Nuestro Código Civil regula tres clases de testamentos  comunes,  pues existen otros denominados especiales, los dictados en tiempos de guerra, en alta mar o en país extranjero, sujetos a una posterior adveración ante las autoridades españolas, una vez cesadas dichas circunstancias.


De entre los comunes, el más frecuente acaso sea el testamento abierto, por el que se manifiesta ante notario y testigos la voluntad del previsor ciudadano, de suerte que su contenido es  conocido por todos. Otra modalidad es el testamento cerrado: en él, el testador comparece ante el fedatario público y le hace entrega, ante testigos, de un sobre cerrado, cuyas páginas ha debido firmar, manifestando -y así se hace constar- que efectivamente contiene su última voluntad que nadie conocerá hasta su apertura tras la muerte.


Sin embargo, existe otro testamento, que el Código regula minuciosamente y, curiosamente, antes que los otros. Se trata del llamado testamento ológrafo, sujeto a menores  exigencias y formalidades y que, por su sorprendente y súbita aparición, ha producido más de una desagradable sorpresa al frustrar las esperanzas de quienes aviesamente esperaban el óbito del familiar molesto y adinerado.


El mismo solo requiere que esté escrito por el testador de su puño y letra, así como la fecha de su redacción y su firma. Elsta figura ha producido no pocas disputas judiciales, esencialmente por los problemas derivados de la prueba de la autenticidad de la firma, debiendo recurrirse a peritos calígrafos en su caso. Pero lo cierto es que nadie tiene por qué conocer el contenido;  ni la existencia siquiera del testamento, salvo aquella persona a quien se confíe su custodia.
Al respecto, el Código exige un procedimiento de protocolización judicial. Así, el plazo para su presentación ante el juzgado es de cinco años desde el fallecimiento, sin perjuicio de la obligación del depositario de, una vez conocido el fallecimiento, comunicarlo en el plazo de diez días a la autoridad judicial.

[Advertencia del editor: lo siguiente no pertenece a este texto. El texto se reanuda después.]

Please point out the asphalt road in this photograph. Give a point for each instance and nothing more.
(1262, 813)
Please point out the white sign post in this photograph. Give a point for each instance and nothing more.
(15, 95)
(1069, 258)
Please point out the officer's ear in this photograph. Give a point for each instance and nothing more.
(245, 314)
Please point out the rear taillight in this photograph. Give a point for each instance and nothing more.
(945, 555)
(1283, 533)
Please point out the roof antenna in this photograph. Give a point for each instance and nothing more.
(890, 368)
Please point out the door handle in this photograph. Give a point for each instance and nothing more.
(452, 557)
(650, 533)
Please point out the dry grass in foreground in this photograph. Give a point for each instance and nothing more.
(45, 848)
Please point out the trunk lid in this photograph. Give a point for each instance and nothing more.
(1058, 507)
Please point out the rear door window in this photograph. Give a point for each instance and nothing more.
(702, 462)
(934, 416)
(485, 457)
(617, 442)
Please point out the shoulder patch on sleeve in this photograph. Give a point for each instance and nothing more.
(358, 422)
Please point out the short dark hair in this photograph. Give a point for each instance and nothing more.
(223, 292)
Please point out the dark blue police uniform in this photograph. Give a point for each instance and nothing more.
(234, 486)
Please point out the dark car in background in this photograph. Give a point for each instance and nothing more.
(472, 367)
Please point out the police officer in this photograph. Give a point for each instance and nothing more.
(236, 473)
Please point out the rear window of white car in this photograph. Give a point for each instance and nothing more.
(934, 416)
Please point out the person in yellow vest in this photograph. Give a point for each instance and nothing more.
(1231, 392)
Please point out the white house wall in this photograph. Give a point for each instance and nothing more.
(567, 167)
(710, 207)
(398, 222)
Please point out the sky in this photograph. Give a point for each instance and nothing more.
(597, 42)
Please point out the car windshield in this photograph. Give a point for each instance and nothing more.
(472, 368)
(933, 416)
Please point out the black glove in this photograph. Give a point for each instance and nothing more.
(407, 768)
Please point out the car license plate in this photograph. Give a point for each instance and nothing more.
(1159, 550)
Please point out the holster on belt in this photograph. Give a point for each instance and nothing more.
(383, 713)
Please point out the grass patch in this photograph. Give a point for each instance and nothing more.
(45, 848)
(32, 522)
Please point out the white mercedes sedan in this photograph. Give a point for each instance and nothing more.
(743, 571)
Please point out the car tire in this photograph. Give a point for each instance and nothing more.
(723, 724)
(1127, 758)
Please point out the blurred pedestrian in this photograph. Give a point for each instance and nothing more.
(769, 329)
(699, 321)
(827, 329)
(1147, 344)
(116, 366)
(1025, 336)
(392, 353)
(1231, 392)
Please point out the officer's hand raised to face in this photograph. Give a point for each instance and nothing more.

Cuando otrora se estudiaba esta institución, solía ponerse un ejemplo acerca de la valencia del testamento ológrafo ciertamente curioso. Y es que parece que el Código se alía burlonamente con quienes quieren sorprender a indeseados herederos. Un señor había protagonizado un fugaz noviazgo con una adinerada dama. Esta le escribió, entre otras, una carta que decía, más o menos: “Querido Fulanito: … todo lo que soy, todo lo que tengo es tuyo…”. No había duda. Era su letra y allí constaba la fecha y la firma”. Sus legítimos herederos reaccionaron judicialmente en vigorosa demanda de aquella fortuna que amenazaba con escabullirse, hasta que el asunto llegó al Tribunal Supremo, quien calificó la carta como auténtico testamento, que favoreció sorpresiva y gratamente a aquel enamorado fugaz.  Así que mucho cuidado con los testamentos ológrafos. Los carga el diablo.